Initial point for x 

Aineq

Matrix for linear inequality constraints 

bineq

Vector for linear inequality constraints 

Aeq

Matrix for linear equality constraints 

beq

Vector for linear equality constraints 

lb

Vector of lower bounds 

ub

Vector of upper bounds 

nonlcon

Nonlinear constraint function 

solver

'fminimax' 

options

Options created with optimoptions 

Output Arguments

Function Arguments contains general descriptions of arguments returned by fminimax. This section provides function-specific details for exitflag, lambda, maxfval, and output:

exitflag

Integer identifying the reason the algorithm terminated. The following lists the values of exitflag and the corresponding reasons the algorithm terminated:

1

Function converged to a solution x.

4

Magnitude of the search direction less than the specified tolerance and constraint violation less than options.TolCon.

5

Magnitude of directional derivative less than the specified tolerance and constraint violation less than options.TolCon.

0

Number of iterations exceeded options.MaxIter or number of function evaluations exceeded options.MaxFunEvals.

-1

Algorithm was terminated by the output function.

-2

No feasible point was found.

lambda

Structure containing the Lagrange multipliers at the solution x (separated by constraint type). The fields of the structure are

lower

Lower bounds lb

upper

Upper bounds ub

ineqlin

Linear inequalities

eqlin

Linear equalities

ineqnonlin

Nonlinear inequalities

eqnonlin

Nonlinear equalities

maxfval

Maximum of the function values evaluated at the solution x, that is, maxfval = max{fun(x)}.

output

Structure containing information about the optimization. The fields of the structure are

iterations

Number of iterations taken.

funcCount

Number of function evaluations.

lssteplength

Size of line search step relative to search direction

stepsize

Final displacement in x

algorithm

Optimization algorithm used.

firstorderopt

Measure of first-order optimality

constrviolation

Maximum of constraint functions

message

Exit message

Options

Optimization options used by fminimax. Use optimoptions to set or change options. See Optimization Options Reference for detailed information.

Diagnostics

Display diagnostic information about the function to be minimized or solved. The choices are 'on' or the default, 'off'.

DiffMaxChange

Maximum change in variables for finite-difference gradients (a positive scalar). The default is Inf.

DiffMinChange

Minimum change in variables for finite-difference gradients (a positive scalar). The default is 0.

Display

Level of display (see Iterative Display):

  • 'off' or 'none' displays no output.

  • 'iter' displays output at each iteration, and gives the default exit message.

  • 'iter-detailed' displays output at each iteration, and gives the technical exit message.

  • 'notify' displays output only if the function does not converge, and gives the default exit message.

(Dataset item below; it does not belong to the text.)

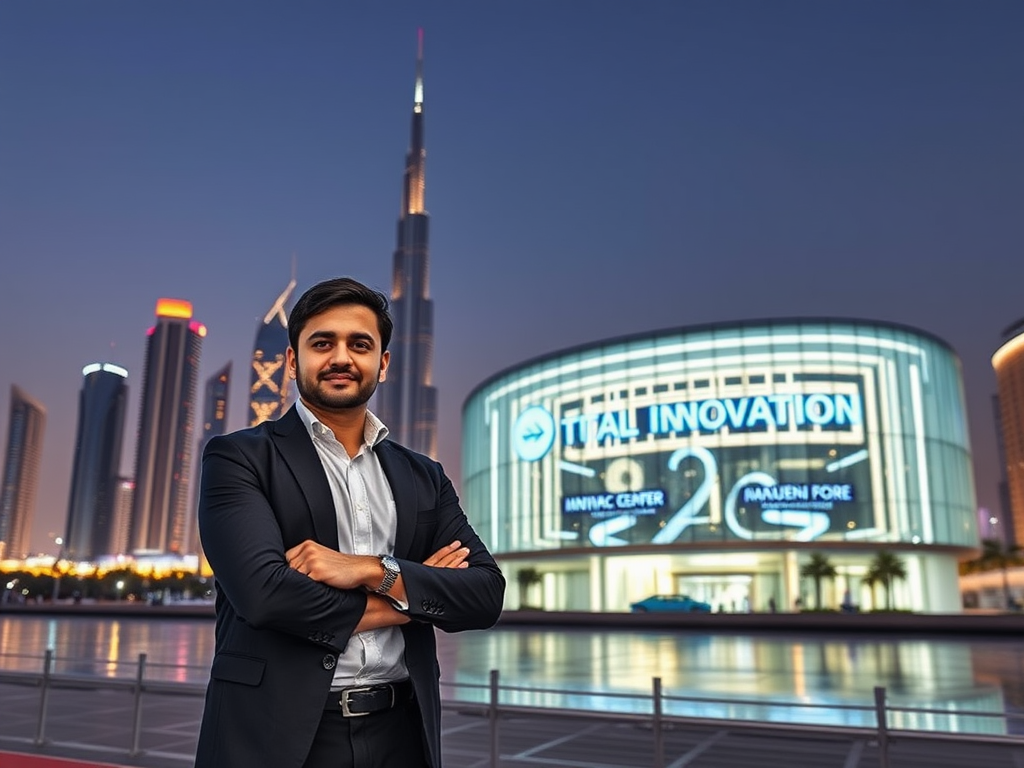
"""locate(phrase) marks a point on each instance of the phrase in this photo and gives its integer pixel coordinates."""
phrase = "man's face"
(339, 361)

  • 'notify-detailed' displays output only if the function does not converge, and gives the technical exit message.

  • 'final' (default) displays just the final output, and gives the default exit message.

  • 'final-detailed' displays just the final output, and gives the technical exit message.

FinDiffRelStep

Scalar or vector step size factor for finite differences. When you set FinDiffRelStep to a vector v, forward finite differences steps delta are

delta = v.*sign′(x).*max(abs(x),TypicalX);

where sign′(x) = sign(x) except sign′(0) = 1. Central finite differences are

delta = v.*max(abs(x),TypicalX);

Scalar FinDiffRelStep expands to a vector. The default is sqrt(eps) for forward finite differences, and eps^(1/3) for central finite differences.

FinDiffType

Finite differences, used to estimate gradients, are either 'forward' (the default), or 'central' (centered). 'central' takes twice as many function evaluations, but should be more accurate.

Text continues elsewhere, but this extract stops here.